We hear a lot from people who appreciate the regular COVID briefings, where he’s very transparent, direct, and speaks to people in a language that they understand about where we are and why we’re doing what we’re doing.

Although the state obviously is not a business—it doesn’t operate against the bottom line—we do have goals. Our overarching goal is to, as quickly as possible, reduce deaths from COVID-19. With respect to vaccines, the two primary goals we’ve had throughout are speed and equity. Speed is shots in arms. A vaccine sitting in a refrigerator does no one any good, but a vaccine in an arm is going to help prevent death, help prevent community transmission, help get schools reopened, help get our economy back to normal.

Equity is ensuring that everybody in the state has access to vaccine, regardless of where they live, the color of their skin, whether they have good access to technology, whether they have time to figure out complicated eligibility criteria.

Q: What has the dynamic been between the state and federal levels?

Under the prior administration, I think it’s been well chronicled that largely, states were on their own in terms of solving the big challenges of COVID, whether that was establishing testing infrastructure, acquiring PPE, making policy determinations around masks and business restrictions, or other actions to try to keep people safe. This year, with the new administration, the federal government is taking a much more active role in trying to help states solve these challenges.

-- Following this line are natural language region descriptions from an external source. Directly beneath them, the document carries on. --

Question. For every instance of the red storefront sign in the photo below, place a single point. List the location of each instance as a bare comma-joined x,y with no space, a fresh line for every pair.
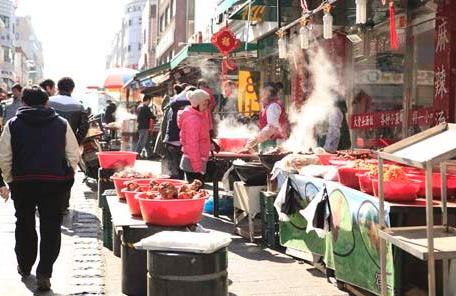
444,59
418,117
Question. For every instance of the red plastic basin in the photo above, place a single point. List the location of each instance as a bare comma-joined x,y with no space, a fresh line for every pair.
175,212
436,184
232,144
132,202
338,162
348,176
394,191
119,184
365,183
325,158
116,159
172,181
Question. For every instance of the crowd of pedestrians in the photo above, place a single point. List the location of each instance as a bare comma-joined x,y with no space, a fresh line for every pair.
39,154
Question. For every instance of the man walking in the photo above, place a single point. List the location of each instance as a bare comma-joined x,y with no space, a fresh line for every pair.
144,117
10,110
73,111
49,86
38,159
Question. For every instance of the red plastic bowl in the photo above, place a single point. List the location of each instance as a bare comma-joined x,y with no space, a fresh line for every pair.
175,212
119,184
232,144
348,176
436,184
325,158
338,162
172,181
365,183
116,159
132,202
394,191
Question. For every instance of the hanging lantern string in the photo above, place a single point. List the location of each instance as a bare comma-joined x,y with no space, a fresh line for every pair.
304,6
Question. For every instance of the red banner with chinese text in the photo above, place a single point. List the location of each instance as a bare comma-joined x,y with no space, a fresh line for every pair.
418,117
444,58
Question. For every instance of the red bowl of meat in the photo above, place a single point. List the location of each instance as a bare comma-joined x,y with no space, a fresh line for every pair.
116,159
170,212
348,176
436,184
338,162
396,191
119,184
325,158
133,203
232,144
365,183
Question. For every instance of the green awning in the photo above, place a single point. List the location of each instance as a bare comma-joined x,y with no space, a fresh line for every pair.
153,71
205,49
225,5
266,11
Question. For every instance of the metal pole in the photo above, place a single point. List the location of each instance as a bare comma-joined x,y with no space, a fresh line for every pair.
279,15
381,219
430,230
445,263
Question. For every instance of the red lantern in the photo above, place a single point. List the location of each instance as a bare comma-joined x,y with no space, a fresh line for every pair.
225,41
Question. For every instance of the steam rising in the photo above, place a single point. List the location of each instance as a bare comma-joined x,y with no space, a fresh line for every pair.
317,107
230,128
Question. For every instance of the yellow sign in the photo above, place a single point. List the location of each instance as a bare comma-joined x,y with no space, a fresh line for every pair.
247,96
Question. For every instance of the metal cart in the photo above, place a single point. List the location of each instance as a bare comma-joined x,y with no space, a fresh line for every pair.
425,150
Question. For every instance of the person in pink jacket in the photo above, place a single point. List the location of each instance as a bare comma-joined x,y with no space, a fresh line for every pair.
194,135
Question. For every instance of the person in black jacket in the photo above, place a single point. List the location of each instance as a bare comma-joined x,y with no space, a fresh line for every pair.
70,108
38,160
172,135
145,115
110,111
74,112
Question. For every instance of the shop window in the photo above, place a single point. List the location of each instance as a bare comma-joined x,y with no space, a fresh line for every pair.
6,21
173,8
421,52
377,103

The one thing I would give credit to the prior administration for—and the governor has said this too—is the scale up of the vaccine program: initially putting tremendous federal resources at risk with guaranteed purchase commitments so the vaccine developers could get products through clinical trials as quickly as possible. Then getting those vaccines out to the states as quickly as possible.

Sitting here, basically a year after COVID came to the United States, we have three vaccines that are all incredibly effective in preventing infection, illness, and death. The fact that they’ve been developed, manufactured, distributed, and administered to 80% of all the senior citizens in Connecticut a year later is probably as close to a medical miracle as we’ll ever see in our lives.

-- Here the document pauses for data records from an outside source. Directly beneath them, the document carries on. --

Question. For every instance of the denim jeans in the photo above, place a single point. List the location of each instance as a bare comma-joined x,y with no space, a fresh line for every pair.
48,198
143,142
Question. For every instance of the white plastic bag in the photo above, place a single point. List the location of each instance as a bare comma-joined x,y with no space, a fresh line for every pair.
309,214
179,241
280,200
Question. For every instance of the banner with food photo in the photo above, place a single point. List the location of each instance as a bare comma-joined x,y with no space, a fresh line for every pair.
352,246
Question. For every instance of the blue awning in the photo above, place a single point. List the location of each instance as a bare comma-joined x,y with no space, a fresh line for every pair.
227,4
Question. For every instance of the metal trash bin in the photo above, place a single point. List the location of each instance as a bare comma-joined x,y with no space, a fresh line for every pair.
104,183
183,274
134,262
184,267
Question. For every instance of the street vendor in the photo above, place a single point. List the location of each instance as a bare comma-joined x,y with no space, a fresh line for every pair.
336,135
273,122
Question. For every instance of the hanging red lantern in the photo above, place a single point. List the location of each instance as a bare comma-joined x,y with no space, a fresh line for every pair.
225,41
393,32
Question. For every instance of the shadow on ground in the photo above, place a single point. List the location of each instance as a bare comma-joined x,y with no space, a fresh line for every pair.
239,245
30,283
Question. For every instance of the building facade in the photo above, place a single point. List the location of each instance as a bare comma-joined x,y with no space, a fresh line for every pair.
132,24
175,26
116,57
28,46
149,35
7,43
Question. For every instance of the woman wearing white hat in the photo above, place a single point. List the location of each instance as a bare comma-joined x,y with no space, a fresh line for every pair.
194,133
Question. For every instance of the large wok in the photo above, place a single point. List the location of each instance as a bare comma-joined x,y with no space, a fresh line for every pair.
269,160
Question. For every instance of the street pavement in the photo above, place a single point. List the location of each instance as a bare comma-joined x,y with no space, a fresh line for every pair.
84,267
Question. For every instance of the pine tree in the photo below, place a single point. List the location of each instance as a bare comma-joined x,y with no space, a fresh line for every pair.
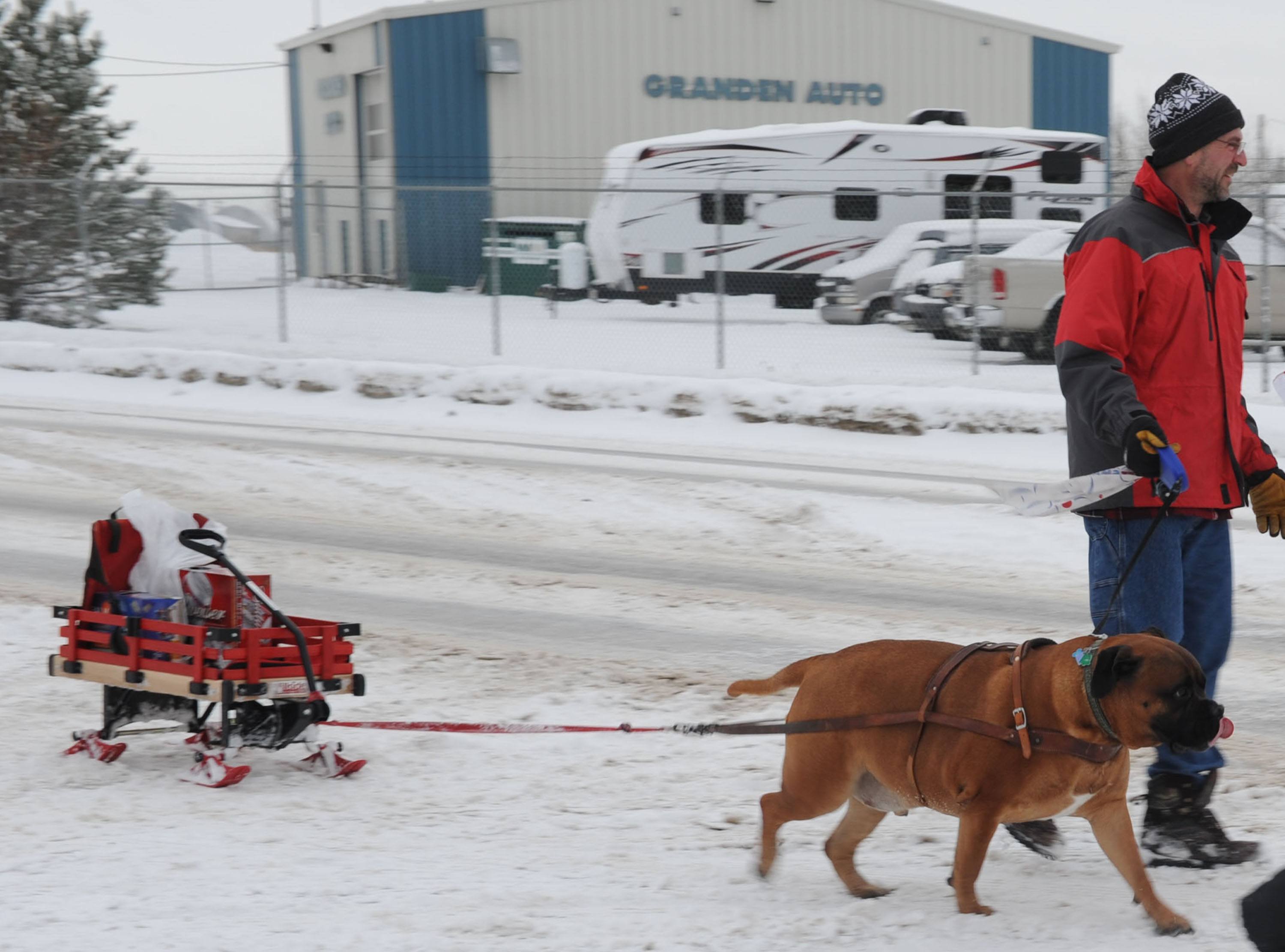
79,233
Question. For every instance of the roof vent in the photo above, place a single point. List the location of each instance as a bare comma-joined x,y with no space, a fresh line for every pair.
951,117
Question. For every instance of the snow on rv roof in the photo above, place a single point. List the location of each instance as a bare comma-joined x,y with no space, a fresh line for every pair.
802,129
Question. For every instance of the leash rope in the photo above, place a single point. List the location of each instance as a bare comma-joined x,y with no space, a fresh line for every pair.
1167,498
476,728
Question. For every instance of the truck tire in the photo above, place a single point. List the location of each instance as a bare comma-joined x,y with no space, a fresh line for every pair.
876,311
1039,345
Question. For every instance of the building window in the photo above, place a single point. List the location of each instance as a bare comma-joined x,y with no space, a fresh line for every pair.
734,207
990,206
856,205
377,133
1062,167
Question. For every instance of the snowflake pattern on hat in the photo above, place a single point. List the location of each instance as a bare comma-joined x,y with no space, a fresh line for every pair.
1181,102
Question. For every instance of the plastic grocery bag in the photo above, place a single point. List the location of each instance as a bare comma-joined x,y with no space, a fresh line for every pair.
158,523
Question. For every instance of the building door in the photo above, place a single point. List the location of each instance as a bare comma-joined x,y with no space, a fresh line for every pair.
374,198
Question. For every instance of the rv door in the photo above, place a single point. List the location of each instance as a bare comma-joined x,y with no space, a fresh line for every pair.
604,241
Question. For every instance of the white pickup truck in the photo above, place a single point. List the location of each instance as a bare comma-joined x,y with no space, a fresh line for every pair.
1021,289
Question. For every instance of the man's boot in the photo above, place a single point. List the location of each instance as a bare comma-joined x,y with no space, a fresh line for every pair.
1040,837
1179,829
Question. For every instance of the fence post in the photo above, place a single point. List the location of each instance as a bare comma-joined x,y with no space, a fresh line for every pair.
1265,296
323,230
494,283
400,245
206,255
973,270
282,328
720,283
83,233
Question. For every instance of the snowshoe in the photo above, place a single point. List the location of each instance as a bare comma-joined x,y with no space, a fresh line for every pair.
94,747
1180,830
210,770
328,764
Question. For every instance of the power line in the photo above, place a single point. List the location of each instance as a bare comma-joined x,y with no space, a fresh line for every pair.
196,72
171,62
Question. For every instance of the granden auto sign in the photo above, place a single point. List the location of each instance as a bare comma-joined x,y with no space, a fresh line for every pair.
761,90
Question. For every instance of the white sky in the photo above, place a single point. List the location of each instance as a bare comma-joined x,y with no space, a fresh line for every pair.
218,125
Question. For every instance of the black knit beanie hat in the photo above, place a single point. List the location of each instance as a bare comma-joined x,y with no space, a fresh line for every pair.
1188,116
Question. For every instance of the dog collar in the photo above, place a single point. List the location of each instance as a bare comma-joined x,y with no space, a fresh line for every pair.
1088,661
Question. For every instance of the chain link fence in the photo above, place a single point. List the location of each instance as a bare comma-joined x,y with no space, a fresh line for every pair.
845,286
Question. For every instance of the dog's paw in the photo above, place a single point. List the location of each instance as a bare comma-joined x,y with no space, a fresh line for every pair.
1174,925
869,892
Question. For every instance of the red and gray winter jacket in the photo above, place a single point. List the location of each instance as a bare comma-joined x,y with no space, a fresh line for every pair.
1152,324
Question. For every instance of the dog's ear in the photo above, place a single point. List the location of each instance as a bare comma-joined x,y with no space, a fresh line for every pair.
1115,666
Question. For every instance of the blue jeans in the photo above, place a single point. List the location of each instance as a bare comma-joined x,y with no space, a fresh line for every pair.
1181,585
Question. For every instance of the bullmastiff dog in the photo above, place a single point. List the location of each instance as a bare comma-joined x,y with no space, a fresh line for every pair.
1095,697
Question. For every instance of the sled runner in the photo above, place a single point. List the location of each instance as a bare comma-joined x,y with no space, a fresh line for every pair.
269,677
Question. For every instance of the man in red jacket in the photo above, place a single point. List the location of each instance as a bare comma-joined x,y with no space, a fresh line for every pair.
1149,351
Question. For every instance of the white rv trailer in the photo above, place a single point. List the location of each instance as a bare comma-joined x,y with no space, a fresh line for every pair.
798,200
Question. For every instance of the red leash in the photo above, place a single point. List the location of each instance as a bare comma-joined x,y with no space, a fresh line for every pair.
454,728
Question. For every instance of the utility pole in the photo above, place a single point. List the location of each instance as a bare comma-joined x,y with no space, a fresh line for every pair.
1265,273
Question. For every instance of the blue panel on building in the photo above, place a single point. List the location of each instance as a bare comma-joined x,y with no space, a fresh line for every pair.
441,138
297,203
1071,88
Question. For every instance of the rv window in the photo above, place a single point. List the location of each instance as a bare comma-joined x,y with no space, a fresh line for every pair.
856,205
1061,167
734,209
991,206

Q: At some point all of those who are eager for a vaccine will be vaccinated. Are you thinking about those who are reluctant or hesitant for various reasons?

There’s a tremendous amount of work underway right now to get the vaccination rates up higher in communities where they are lagging. The game is about to change from one of scarcity to one of excess supply. Soon, people will be able to walk into almost any pharmacy or supermarket and get a vaccine on the spot without an appointment.

We will be increasing the number of mobile vaccination vans holding pop-up clinics at churches, festivals, and at housing developments. We will even be adopting what we’re calling the ice cream truck model, where you will be able to flag down one of these very clearly identified vans and get a vaccine right there.

Q: What has it been like to be a public servant during the pandemic?

I think it’s safe to say that this has been the challenge and the honor of a lifetime. Up until two years ago, when the governor recruited me into public service, I’d spent 20 years in the technology industry at two Fortune 500 companies and at a software startup and I enjoyed every minute of that as well.

Over the last year, under the governor’s leadership, we’ve had the opportunity to chart the path through this once-in-a-century pandemic. We’ve tried try to minimize the impact on people’s lives, in terms of their physical and mental health, their children, and their jobs. The degree to which the people of Connecticut and the organizations that we’ve worked with have risen to the challenge has been really, really remarkable.